III. Sur les frais du procès
Sur les dépens
Aux termes de l’article 696 alinéa 1er du code de procédure civile, « la partie perdante est condamnée aux dépens, à moins que le juge, par décision motivée, n'en mette la totalité ou une fraction à la charge d'une autre partie ».
La SARL Paulille, partie perdante, est condamnée aux dépens, en ce compris les émoluments afférents à la sommation de payer signifiée le 9 octobre 2023.
La SCP Crépin Hertault, société d’avocats inscrite au barreau d’Amiens, qui en a fait la demande, est autorisée à recouvrer directement ceux des dépens dont elle a fait l’avance sans avoir reçu provision.
Sur les frais irrépétibles
Aux termes de l'article 700 du code de procédure civile, « le juge condamne la partie tenue aux dépens ou qui perd son procès à payer à l'autre partie la somme qu'il détermine, au titre des frais exposés et non compris dans les dépens (…). Le juge tient compte de l'équité ou de la situation économique de la partie condamnée. Il peut, même d'office, pour des raisons tirées des mêmes considérations, dire qu'il n'y a lieu à condamnation. Les parties peuvent produire les justificatifs des sommes qu’elles demandent ».

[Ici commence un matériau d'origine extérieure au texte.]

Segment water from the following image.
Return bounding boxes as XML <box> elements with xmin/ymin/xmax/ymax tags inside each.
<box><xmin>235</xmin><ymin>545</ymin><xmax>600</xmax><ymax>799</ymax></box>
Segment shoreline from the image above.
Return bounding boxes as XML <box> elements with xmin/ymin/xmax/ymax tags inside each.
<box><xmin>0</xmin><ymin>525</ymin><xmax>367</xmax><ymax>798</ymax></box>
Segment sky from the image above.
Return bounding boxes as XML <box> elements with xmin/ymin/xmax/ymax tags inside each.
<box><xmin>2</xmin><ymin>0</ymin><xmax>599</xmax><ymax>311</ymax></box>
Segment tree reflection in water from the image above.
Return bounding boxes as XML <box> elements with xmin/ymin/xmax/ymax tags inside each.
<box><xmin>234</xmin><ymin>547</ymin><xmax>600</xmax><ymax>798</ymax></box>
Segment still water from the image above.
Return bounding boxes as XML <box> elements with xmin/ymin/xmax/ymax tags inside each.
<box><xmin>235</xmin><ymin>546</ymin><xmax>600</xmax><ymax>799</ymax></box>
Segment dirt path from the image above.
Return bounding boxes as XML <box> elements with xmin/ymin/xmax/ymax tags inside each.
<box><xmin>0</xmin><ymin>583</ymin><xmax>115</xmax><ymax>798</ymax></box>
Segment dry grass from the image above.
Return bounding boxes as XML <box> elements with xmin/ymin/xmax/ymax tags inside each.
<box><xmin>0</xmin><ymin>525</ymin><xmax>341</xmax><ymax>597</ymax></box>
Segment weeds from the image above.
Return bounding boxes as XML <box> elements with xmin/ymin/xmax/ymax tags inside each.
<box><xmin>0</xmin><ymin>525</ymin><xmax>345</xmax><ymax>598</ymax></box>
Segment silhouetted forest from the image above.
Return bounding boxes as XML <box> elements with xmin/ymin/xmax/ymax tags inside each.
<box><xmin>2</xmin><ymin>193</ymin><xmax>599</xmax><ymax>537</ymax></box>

La SARL Paulille, condamnée aux dépens, est condamnée à payer à M. [M] [Y] et Mme [A] [B] la somme de 1.500 euros au titre des frais irrépétibles.
PAR CES MOTIFS
Le tribunal :
PRONONCE la résiliation du bail commercial verbal existant entre M. [M] [Y] et Mme [A] [B], bailleurs, et la SARL Paulille, preneur, concernant le local commercial situé [Adresse 5] à [Localité 6] (Somme) ;
DIT que la SARL Paulille devra laisser libre de sa personne, de ses biens et de tous occupants de son chef les lieux dans le délai d’un mois à compter de la signification du jugement ;
ORDONNE, à défaut de libération des lieux, dans les délais, son expulsion, conformément aux articles L. 411-1 et suivants du code des procédures civiles d’exécution, au besoin avec le concours de la force publique et d’un serrurier ;
CONDAMNE la SARL Paulille à payer mensuellement à M. [M] [Y] et Mme [A] [B], à compter du jugement et jusqu’à son départ effectif, une indemnité d’occupation d’un montant de 500 euros ;
CONDAMNE la SARL Paulille à payer à M. [M] [Y] et Mme [A] [B] la somme de 10.000 euros au titre du loyer du mois de mars 2022, ainsi que des loyers courant du mois de mai 2023 au mois de novembre 2024 ;
CONDAMNE la SARL Paulille aux dépens, en ce compris les émoluments afférents à la sommation de payer signifiée le 9 octobre 2023 ;
AUTORISE la SCP Crépin Hertault, société d’avocats inscrite au barreau d’Amiens à recouvrer directement ceux des dépens dont elle a fait l’avance sans avoir reçu provision ;
CONDAMNE la SARL Paulille à payer à M. [M] [Y] et Mme [A] [B] la somme de 1.500 euros au titre des frais irrépétibles.
Le jugement est signé par le président et la greffière.